Politisi Partai Persatuan pembangunan (PPP) ini mengemukakan itu, menanggapi sikap manajemen PT Inalum yang tidak mau memberikan bantuan listrik ke Sumut sebesar 200 MW dengan cara apapun.
Menurut Hasan Maturidi, sikap angkuh dipertontonkan Inalum menolak mentah-mentah permohonan Gubsu memberikan bantuan listrik ke Sumut sebesar 200 MW, sangat menyinggung perasaan anak bangsa.
Betapa tidak, perusahaan besar yang sudah mengeruk kekayaan alam Indonesia, malah tidak mau membantu saat negeri ini mengharapkan bantuan. Padahal, ketika akan membangun pembangkit listrik Siguragura, Jepang gencar melakukan propaganda betapa listrik yang dihasilkannya akan mampu membuat terang-benderang pulau Sumatera. Malah gambar megah struktur PLTA Siguragura pernah tercetak di lembaran uang kertas nominal Rp 100.
“Bangsa ini sudah terlalu sabar dibodohi investor PT Inalum, sebab ternyata setelah PLTA Siguragura beroperasi, energi listriknya hanya untuk kalangan sendiri di peleburan aluminium Kuala Tanjung”, kata Maturidi juga putra Asahan.
Ketika PT Inalum melalui Direktur Umum dan SDM Nasril Kamaruddin dalam pertemuan di lantai X kantor Gubsu, Rabu (24/2), tegas menolak tidak mau membantu Sumut soal listrik, Hasan Maturidi mengaku tersentak.

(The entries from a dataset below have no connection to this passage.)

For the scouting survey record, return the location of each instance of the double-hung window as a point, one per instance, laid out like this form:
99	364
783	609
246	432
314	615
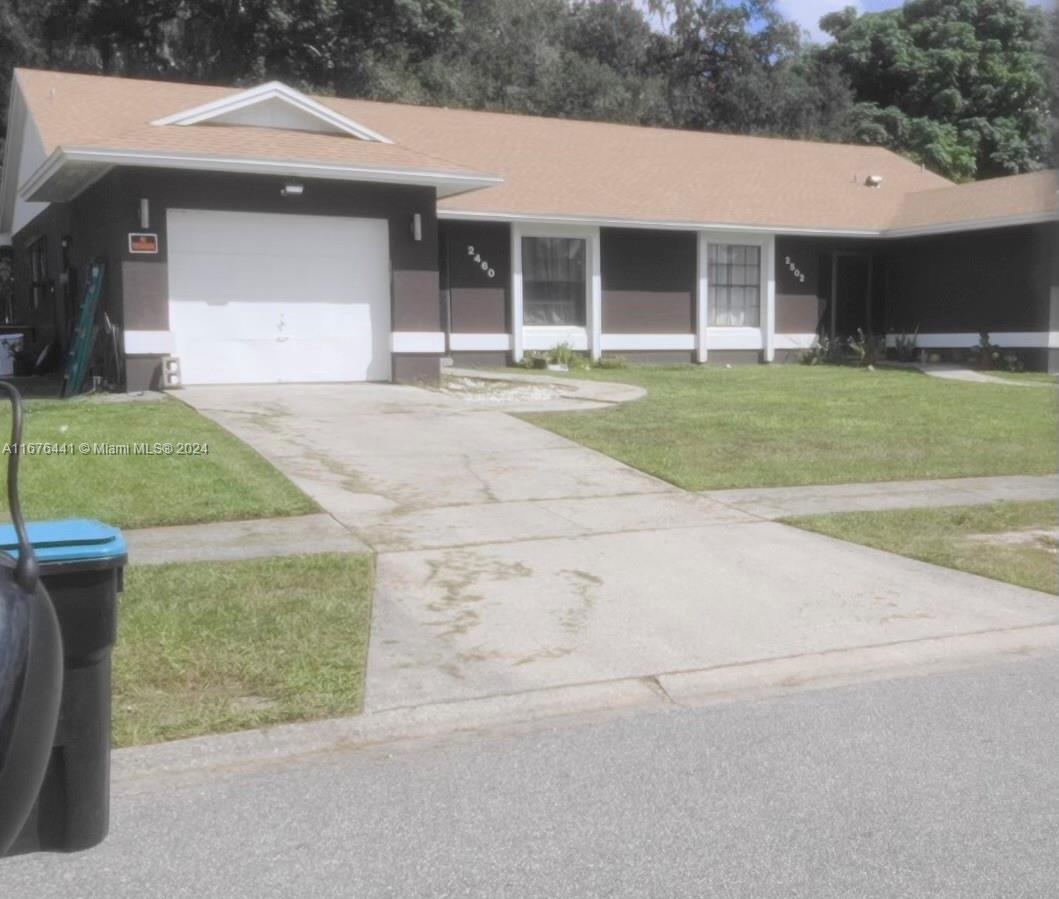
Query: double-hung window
553	281
735	285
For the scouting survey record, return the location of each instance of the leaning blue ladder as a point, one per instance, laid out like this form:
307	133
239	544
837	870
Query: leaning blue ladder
84	336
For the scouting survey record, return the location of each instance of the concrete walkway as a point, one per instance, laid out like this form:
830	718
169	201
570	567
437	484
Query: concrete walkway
513	561
226	540
962	373
783	502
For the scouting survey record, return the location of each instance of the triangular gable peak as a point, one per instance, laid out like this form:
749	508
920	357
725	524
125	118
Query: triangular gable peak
272	105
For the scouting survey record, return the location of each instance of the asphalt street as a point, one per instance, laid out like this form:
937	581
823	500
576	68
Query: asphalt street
939	786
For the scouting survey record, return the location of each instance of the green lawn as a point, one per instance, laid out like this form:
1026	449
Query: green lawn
944	536
222	646
710	427
1033	377
231	482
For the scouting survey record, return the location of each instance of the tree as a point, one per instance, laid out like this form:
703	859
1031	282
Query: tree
959	85
741	68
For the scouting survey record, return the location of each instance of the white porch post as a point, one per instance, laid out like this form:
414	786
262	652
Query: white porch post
701	300
516	292
595	298
769	317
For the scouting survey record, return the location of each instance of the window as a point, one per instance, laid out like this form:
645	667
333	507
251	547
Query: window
735	285
553	281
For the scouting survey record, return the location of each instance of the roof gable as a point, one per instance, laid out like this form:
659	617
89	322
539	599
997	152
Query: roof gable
272	105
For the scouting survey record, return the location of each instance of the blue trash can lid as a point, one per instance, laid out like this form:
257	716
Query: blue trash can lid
67	540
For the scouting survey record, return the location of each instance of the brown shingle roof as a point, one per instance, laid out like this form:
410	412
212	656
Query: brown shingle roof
995	199
552	167
563	167
115	113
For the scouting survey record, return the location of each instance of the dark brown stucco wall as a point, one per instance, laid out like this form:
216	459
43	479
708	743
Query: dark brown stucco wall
649	281
993	281
799	302
478	304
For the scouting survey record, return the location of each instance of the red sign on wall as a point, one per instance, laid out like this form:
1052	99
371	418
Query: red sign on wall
143	243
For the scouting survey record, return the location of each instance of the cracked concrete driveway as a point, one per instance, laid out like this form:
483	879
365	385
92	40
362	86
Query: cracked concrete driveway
512	559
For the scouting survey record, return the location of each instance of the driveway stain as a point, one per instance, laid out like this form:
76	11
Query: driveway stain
586	587
460	575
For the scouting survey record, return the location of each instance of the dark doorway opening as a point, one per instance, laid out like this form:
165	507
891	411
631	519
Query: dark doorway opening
850	294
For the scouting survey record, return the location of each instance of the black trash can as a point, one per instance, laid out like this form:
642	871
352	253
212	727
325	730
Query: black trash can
82	564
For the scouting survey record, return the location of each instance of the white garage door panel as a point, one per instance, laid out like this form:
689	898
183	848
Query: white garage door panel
259	299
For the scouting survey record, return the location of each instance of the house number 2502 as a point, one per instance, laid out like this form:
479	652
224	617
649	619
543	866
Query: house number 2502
480	262
794	269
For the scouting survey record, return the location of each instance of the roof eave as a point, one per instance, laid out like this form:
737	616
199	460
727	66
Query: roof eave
12	153
88	164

"Jangankan 200 MW, sebanyak 20 MW saja, PT. Inalum tidak bisa memberikan listrik kepada pihak manapun, ya tutuplah nanti Inalum," kata Nasril berkilah.
Maturidi mengingatkan, energi litrik PT Inalum diperoleh dari PLTA Siguragura yang menggunakan potensi air Danau Toba milik Sumut. Lokasi pabrik milik PT Inalum juga berada di Kuala Tanjung Kabupaten Batubara yang juga daerah Sumut. Indonesia juga memiliki saham sekitar 42 persen di PT Inalum, walau lebih dominan atau 58,88 persen sahamnya dikuasai konsorsium asal Jepang.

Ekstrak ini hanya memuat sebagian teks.